How hard is it for you coming back to Switzerland to play and knowing that, because of your success at club level, people expect nothing less than an amazing performance from you?
Something great about my life and career is that I have always kept my feet on the ground and stayed true to myself. Sometimes I am just too self-critical. In some ways, and that makes it difficult sometimes, I take things too much to heart and take on too many responsibilities. The pressure in Switzerland is a bit different than here at Arsenal, because here the pressure is distributed over many players’ shoulders.
In Switzerland, we aren’t that big and the pressure is higher. That can be both positive and negative. When everything in my life is going well and I’m satisfied, in general I can deal with both success and failure, good and bad performances, and pressure. But there are also some bad phases that are hard, and some things just affect me more.
You helped Switzerland qualify for their second Women’s World Cup and first since 2015. What are your expectations for this year’s tournament?
If you ask all the national-team players that were at that [Women’s World Cup in 2015], they’ll tell you it was a career highlight. Maybe because it was the first achieved tournament in the history of [Swiss] women’s football, or in general the whole event in Vancouver: amazing city, great team, sun and a fantastic summer. I don’t know what it was but, once we’d experienced it, we wanted to do it again – and help the younger players be a part of it.
I’m excited, firstly to be in there with the best nations in the world and to be able to play against other teams from different continents and test how far we can go. The whole event is something we have to enjoy because we had a long and hard route to get there. We have to keep calm to bring out our best performances.
Who do you see as the favourites for the title?
In my opinion this is a tournament where many teams have an opportunity. For example, Sweden have been in nearly every semi-final for the past ten years. They have a good team. Germany have a strong side too. Regarding European teams, we could see six or seven of them in the quarter-finals, maybe with USA and Canada joining them. Australia as hosts could also be one, but they have a difficult group. I am excited to see how they manage it. I have a feeling that European teams will dominate the World Cup.
How do you see Switzerland faring?
I will say that we have a realistic chance to get through the group stage if we bring our A-game. In terms of the draw (Switzerland were pitted against New Zealand, Norway and Philippines in Group A), I think we were lucky. It definitely could have been worse. It’s also a dream to play against one of the hosts. We had that experience in Canada and it was amazing.
The aim is to get past the group stage, and what comes next depends on our opponents. We do have, of course, our limits, and from all the teams there we are maybe a bit behind. But when you are in the knockout phase it’s just one game and therefore anything is possible.
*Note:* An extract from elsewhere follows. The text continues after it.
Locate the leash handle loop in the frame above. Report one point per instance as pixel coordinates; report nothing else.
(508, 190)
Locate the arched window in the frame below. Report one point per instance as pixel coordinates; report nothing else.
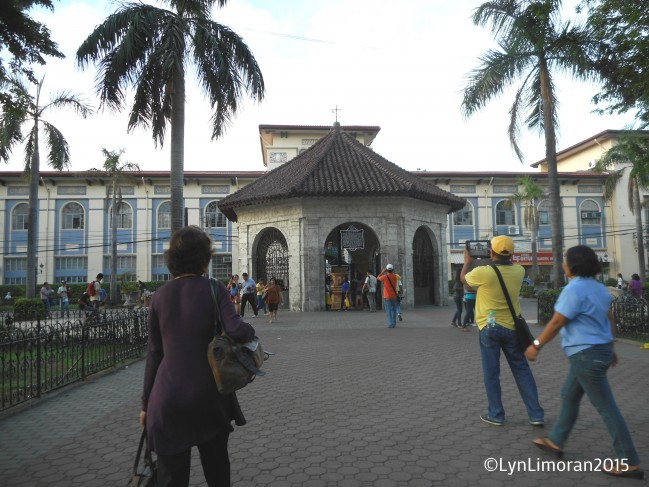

If we manage to keep all of our players fit until the World Cup and arrive as the best version of ourselves, we have the potential to go far.
Your results this year have been a mix of draws and defeats. What is missing in getting you a win or two?
Goals! In many of those games we were very efficient in our high press. In the low block we could improve but we didn’t let much past us at the back. We have to manage to take better advantage of the opportunities we create in attack, be more patient in the final third and straightforward too: shoot more and make sure decisive passes are made.